You could add a System.Windows.Forms.Timer control to your Form (see the Components category in the toolbox).
Then set the timer's interval to some value (e.g. 1000) and add a handler for its Tick event. This handler will then be called once every 1000 milliseconds.
In the handler you can then check if the conditions are met and if yes, start your specific operation.
Update (after you updated the question):
To check if the last modification of a file was more than one month ago, you can use this code:
if (File.GetLastWriteTime("data.dat").AddMonths(1) < DateTime.Now)
{
// do whatever has to be done
// if it is a time-consuming task, start a new thread!
}
You can still put this into the Tick event handler of the timer component. But in that case it does probably not make sense to fire the timer every second.
Depending on your application (e.g. if it will be started quite often), another possibility would be to execute the above check during the startup of your application.
Regarding your 'more info':
How many times must it check the modification-date of that specific file ?

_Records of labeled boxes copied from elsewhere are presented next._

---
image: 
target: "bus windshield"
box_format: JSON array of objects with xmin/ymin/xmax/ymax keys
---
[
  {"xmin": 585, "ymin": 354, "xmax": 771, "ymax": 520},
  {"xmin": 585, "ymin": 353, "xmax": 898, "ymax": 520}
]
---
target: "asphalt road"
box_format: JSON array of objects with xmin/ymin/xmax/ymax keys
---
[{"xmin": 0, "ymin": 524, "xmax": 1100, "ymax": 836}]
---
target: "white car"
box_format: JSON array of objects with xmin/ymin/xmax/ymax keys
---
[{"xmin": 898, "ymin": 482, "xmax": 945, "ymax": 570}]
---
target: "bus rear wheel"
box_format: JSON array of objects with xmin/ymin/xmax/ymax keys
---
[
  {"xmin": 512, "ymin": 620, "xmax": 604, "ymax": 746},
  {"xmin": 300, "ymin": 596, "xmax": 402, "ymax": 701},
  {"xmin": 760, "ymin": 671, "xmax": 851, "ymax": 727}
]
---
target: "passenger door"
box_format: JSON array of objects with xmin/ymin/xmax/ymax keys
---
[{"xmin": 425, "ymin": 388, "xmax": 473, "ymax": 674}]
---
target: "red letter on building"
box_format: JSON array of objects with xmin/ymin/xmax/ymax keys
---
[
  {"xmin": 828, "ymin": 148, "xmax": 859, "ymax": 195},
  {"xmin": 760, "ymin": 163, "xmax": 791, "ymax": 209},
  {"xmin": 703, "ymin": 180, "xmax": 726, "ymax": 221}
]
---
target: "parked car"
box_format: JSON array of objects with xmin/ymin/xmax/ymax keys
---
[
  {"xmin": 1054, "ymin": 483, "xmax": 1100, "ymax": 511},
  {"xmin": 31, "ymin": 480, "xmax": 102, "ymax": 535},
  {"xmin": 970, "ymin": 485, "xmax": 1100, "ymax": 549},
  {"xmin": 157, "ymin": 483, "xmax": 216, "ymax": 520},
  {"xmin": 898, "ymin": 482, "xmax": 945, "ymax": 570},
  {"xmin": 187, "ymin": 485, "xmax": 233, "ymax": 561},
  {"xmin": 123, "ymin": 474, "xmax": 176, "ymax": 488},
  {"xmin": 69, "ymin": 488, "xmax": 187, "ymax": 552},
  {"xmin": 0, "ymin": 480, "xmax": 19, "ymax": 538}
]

Only once (during startup for instance), or should it check the modification-date of that file multiple times during application execution ?
If it has to be done only once, then it is useless to use a timer.
If it has to be done multiple times, then yes, you could use a timer.
The eventhandler of the Elapsed event could then check the ModificationDate of the file, and see if action needs to be taken.
Another solution, which is probably more elegant, is using a FileSystemWatcher.
This FileSystemWatcher could 'watch' that particalur file.
Specify a Filter on the FileSystemWatcher so that, every time the particular File is changed, an event is raised.
In the eventhandler of the FileSystemWatcher, you can then take the necessary action:
FileSystemWatcher dataFileWatcher = new FileSystemWatcher();
dataFileWatcher.Path = "path to your file";
dataFileWatcher.Filter = "yourfilename";
dataFileWatcher.Changed += new FileSystemEventHandler(OnFileChanged);
dataFileWatcher.NotifyFilter = NotifyFilters.LastWrite;
dataFileWatcher.EnableRaisingEvents = true;
private void OnFileChanged( object sender, FileSystemEventArgs e )
{
// take action.
}
Note however, that there's a sublte bug / feature in the FileSystemWatcher which causes that the Changed event gets raised multiple times for one change to the File you're watching.
You can resolve this like this
Another alternative, if you know the time between file updates (a month) is to check once at startup time. If the file is out of date you can process it immediately. If not, you can then work out how long you need to wait before checking it again. You can then schedule a task using a wait timer or other methods as described in the answers.
Basically, at startup time you can find out the limit/worst case on how long you have to wait and then you don't need to do any additional checks in the meantime. This assumes of course that the file can't be changed to an OLDER version during the running of the program which seems unlikely, but not impossible!